The appearance of AMD’s Mantle has stirred up the development of other graphics APIs. As Mantle is quite successful in reducing CPU overhead and should get Linux support in the future, other companies see a real threat to their products. While AMD has said that Mantle is open for others to use, the terms are not clear. Nvidia has already mentioned the possibility of low level access in OpenGL at Steam Dev Days.

We will hear a lot more news about that soon. NeoGAF user Dictator93 spotted some interesting talks at upcoming Game Developer Conference 2014. There are two Direct3D related Microsoft talks. Their abstracts state:

For nearly 20 years, DirectX has been the platform used by game developers to create the fastest, most visually impressive games on the planet.

However, you asked us to do more. You asked us to bring you even closer to the metal and to do so on an unparalleled assortment of hardware. You also asked us for better tools so that you can squeeze every last drop of performance out of your PC, tablet, phone and console.
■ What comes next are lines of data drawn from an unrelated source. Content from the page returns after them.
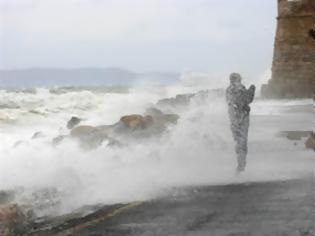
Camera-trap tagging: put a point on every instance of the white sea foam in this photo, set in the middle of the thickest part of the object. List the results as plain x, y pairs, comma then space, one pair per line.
199, 150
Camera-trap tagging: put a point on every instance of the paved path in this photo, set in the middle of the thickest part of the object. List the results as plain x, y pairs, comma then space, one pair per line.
271, 208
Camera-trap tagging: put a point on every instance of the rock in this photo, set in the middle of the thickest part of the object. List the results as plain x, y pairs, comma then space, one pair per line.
295, 135
89, 136
179, 101
154, 112
74, 121
310, 142
136, 121
20, 143
82, 131
12, 220
183, 100
160, 118
38, 134
170, 118
57, 140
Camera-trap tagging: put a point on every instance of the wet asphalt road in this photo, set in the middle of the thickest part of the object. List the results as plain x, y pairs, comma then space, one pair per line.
271, 208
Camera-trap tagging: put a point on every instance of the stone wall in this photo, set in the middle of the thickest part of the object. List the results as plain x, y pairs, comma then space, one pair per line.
293, 68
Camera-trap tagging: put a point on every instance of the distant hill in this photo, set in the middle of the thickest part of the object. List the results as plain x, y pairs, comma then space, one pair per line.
27, 78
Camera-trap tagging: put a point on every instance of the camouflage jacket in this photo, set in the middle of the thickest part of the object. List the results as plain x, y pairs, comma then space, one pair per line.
238, 99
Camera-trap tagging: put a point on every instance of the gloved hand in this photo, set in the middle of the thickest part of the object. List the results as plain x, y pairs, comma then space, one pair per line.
252, 87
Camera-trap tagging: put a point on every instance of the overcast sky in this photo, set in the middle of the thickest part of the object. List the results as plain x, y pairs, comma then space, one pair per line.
140, 35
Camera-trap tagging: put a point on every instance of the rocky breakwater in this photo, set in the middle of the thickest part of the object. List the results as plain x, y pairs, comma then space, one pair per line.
129, 128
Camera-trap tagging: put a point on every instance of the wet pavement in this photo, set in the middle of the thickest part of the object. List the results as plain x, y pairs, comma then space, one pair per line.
265, 208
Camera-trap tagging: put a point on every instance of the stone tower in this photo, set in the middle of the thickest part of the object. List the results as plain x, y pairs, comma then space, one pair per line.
293, 68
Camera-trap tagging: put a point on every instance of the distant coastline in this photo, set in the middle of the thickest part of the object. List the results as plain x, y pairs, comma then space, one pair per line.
50, 77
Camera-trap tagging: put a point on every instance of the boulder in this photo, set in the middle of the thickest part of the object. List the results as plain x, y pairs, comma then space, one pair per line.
136, 121
12, 220
38, 134
82, 130
74, 121
310, 142
57, 140
295, 135
90, 136
161, 118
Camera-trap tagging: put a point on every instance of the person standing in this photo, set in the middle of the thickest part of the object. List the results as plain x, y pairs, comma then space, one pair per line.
238, 99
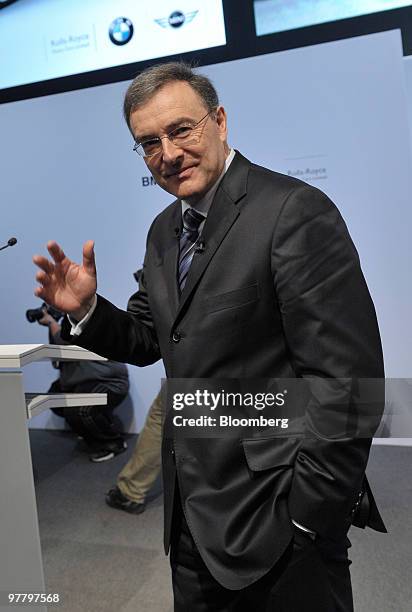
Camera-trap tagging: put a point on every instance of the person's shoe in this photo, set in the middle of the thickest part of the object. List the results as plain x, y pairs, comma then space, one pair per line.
108, 453
116, 499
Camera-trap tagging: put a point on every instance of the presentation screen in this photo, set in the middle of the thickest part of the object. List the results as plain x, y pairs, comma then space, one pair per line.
273, 16
48, 39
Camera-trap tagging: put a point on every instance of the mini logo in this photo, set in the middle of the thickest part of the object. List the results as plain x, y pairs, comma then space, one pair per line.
121, 31
176, 19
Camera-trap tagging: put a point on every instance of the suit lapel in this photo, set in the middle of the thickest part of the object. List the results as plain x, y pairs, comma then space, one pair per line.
171, 256
222, 215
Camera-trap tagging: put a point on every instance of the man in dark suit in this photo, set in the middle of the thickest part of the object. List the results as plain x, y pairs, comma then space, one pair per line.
248, 274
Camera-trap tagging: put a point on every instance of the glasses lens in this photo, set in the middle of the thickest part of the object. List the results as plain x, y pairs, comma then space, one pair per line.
151, 147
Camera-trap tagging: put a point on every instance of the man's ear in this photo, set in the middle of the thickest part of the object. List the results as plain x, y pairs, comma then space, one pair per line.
221, 121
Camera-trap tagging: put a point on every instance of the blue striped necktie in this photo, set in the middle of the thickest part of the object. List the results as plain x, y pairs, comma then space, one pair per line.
191, 222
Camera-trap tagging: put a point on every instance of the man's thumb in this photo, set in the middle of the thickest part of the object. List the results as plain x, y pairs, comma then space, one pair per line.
88, 257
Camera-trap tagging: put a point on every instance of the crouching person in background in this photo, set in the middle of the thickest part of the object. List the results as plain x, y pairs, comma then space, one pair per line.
95, 424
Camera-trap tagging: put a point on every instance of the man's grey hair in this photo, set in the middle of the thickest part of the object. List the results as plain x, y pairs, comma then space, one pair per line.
148, 82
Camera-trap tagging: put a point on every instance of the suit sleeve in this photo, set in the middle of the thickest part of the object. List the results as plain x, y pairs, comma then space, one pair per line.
333, 340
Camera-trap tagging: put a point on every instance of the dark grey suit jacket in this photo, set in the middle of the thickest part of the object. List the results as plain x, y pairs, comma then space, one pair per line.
276, 293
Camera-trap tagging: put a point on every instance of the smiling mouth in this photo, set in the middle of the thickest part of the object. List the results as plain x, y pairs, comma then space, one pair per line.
182, 173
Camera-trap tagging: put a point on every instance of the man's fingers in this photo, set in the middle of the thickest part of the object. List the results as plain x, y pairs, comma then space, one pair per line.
43, 263
55, 251
88, 257
41, 293
42, 277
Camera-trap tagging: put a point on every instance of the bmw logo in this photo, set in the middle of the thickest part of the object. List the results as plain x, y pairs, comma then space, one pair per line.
121, 31
177, 19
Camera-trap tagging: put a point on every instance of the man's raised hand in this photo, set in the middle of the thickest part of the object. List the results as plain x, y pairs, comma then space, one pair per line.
64, 284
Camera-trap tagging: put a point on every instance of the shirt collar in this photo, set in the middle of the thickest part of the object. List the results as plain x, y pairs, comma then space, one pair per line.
205, 203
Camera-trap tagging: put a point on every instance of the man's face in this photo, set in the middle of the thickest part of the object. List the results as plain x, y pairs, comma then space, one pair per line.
186, 172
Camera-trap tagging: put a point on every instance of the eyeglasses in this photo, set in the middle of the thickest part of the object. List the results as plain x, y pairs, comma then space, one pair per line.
181, 136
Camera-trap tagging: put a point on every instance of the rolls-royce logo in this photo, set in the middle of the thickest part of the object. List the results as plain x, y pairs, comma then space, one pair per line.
176, 19
121, 31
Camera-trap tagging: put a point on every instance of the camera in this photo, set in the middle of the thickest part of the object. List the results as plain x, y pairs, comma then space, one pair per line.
35, 314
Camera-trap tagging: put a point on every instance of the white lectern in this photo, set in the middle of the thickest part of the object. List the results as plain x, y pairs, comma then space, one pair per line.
21, 567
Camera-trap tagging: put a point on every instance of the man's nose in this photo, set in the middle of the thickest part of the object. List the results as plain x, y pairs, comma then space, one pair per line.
170, 152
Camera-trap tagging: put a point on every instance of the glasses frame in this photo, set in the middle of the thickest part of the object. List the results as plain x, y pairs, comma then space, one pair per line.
138, 146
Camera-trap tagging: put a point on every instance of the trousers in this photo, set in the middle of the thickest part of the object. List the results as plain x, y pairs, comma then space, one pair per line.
311, 576
143, 467
94, 423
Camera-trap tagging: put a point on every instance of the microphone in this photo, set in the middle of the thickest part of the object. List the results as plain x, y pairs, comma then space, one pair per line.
10, 242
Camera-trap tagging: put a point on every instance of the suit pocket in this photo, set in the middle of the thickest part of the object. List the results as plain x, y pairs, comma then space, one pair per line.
232, 299
270, 453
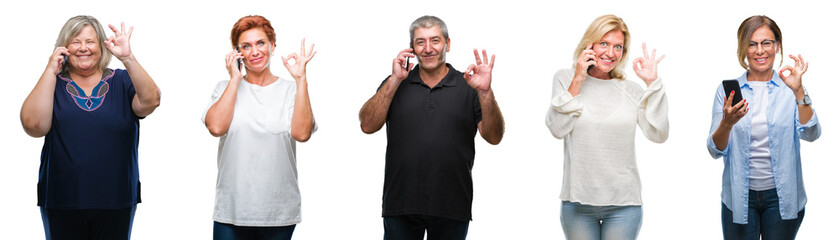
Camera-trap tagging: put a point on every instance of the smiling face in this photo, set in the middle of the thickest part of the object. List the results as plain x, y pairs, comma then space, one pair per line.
761, 58
430, 47
84, 50
607, 52
256, 48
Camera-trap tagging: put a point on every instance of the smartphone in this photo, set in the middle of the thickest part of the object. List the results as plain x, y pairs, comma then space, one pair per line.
408, 59
238, 61
66, 60
593, 61
732, 85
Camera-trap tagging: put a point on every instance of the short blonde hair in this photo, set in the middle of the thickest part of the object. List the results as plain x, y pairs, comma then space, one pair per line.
744, 36
74, 26
596, 31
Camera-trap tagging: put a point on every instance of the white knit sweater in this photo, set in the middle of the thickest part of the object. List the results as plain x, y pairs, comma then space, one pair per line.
598, 127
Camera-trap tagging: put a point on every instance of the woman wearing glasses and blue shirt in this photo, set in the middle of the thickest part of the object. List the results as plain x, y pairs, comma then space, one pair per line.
758, 138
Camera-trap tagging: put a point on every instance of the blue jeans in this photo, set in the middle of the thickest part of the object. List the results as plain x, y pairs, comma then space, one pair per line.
764, 219
224, 231
413, 227
88, 223
586, 222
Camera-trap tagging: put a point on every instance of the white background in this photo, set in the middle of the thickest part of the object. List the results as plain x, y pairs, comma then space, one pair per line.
517, 183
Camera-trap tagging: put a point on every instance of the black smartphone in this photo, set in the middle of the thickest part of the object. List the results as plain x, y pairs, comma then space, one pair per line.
732, 85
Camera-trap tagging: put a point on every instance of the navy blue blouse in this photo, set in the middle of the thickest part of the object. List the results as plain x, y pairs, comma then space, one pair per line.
89, 159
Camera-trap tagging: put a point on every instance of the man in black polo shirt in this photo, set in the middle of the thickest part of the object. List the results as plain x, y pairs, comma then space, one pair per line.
432, 114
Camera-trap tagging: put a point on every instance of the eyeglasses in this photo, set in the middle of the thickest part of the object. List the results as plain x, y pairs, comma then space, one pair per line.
765, 44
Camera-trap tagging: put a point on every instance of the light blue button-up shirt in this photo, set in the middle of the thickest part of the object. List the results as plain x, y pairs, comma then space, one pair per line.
784, 148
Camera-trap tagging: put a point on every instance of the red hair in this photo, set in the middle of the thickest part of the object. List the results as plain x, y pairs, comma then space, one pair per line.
251, 22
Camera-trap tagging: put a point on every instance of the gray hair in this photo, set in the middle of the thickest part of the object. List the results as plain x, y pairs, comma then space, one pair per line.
74, 26
427, 22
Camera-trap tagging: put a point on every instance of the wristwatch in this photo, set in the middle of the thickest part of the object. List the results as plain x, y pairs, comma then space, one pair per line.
806, 101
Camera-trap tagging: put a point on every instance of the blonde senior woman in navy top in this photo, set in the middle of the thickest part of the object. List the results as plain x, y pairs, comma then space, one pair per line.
758, 138
89, 115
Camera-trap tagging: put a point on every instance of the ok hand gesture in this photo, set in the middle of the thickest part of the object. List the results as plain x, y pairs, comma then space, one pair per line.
479, 75
647, 67
793, 78
298, 69
118, 44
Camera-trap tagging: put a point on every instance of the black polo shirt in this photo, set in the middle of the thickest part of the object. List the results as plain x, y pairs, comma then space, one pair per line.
431, 147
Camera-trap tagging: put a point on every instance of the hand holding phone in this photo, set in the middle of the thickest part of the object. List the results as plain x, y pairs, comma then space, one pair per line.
66, 60
732, 85
588, 57
238, 61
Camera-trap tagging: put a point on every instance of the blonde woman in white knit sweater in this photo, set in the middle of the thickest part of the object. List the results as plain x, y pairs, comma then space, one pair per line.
594, 109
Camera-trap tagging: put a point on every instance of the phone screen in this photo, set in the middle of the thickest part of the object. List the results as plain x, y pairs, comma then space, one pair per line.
732, 85
408, 59
66, 60
238, 61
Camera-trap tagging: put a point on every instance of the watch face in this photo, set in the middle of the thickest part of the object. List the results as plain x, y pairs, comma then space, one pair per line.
805, 101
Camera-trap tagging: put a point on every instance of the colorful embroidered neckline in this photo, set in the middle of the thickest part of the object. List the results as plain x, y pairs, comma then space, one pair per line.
97, 95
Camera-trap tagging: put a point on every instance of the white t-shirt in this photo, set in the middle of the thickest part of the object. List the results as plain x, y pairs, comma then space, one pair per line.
598, 128
257, 165
760, 169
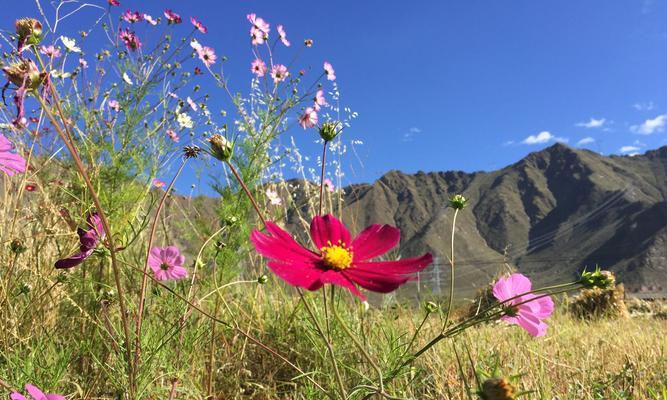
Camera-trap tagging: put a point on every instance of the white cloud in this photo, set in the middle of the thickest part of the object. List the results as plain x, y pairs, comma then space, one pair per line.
543, 137
645, 106
651, 126
411, 133
586, 140
593, 123
629, 149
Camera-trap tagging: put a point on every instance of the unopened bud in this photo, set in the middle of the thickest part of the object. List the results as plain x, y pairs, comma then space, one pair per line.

In this session we will discuss future improvements in Direct3D that will allow developers an unprecedented level of hardware control and reduced CPU rendering overhead across a broad ecosystem of hardware.

If you use cutting-edge 3D graphics in your games, middleware, or engines and want to efficiently build rich and immersive visuals, you don't want to miss this talk.

Other presentation comes from the Kronos group responsible for OpenGL development and promises the large reduction in OpenGL driver overhead.

Driver overhead has been a frustrating reality for game developers for the entire life of the PC game industry. On desktop systems, driver overhead can decrease frame rate, while on mobile devices driver overhead is more insidious--robbing both battery life and frame rate. In this unprecedented sponsored session, Graham Sellers (AMD), Tim Foley (Intel), Cass Everitt (NVIDIA) and John McDonald (NVIDIA) will present high-level concepts available in today's OpenGL implementations that radically reduce driver overhead--by up to 10x or more. The techniques presented will apply to all major vendors and are suitable for use across multiple platforms. Additionally, they will demonstrate practical demos of the techniques in action in an extensible, open source comparison framework.

If these claims will be reproduced in the reality, that may mean a short life for Mantle, as DirectX and OpenGL get similar boosts in performance. It is nice seeing that Mantle has encouraged other vendors to work on the improvement of existing APIs instead of returning to the vendor-specific free for all of the 90’s.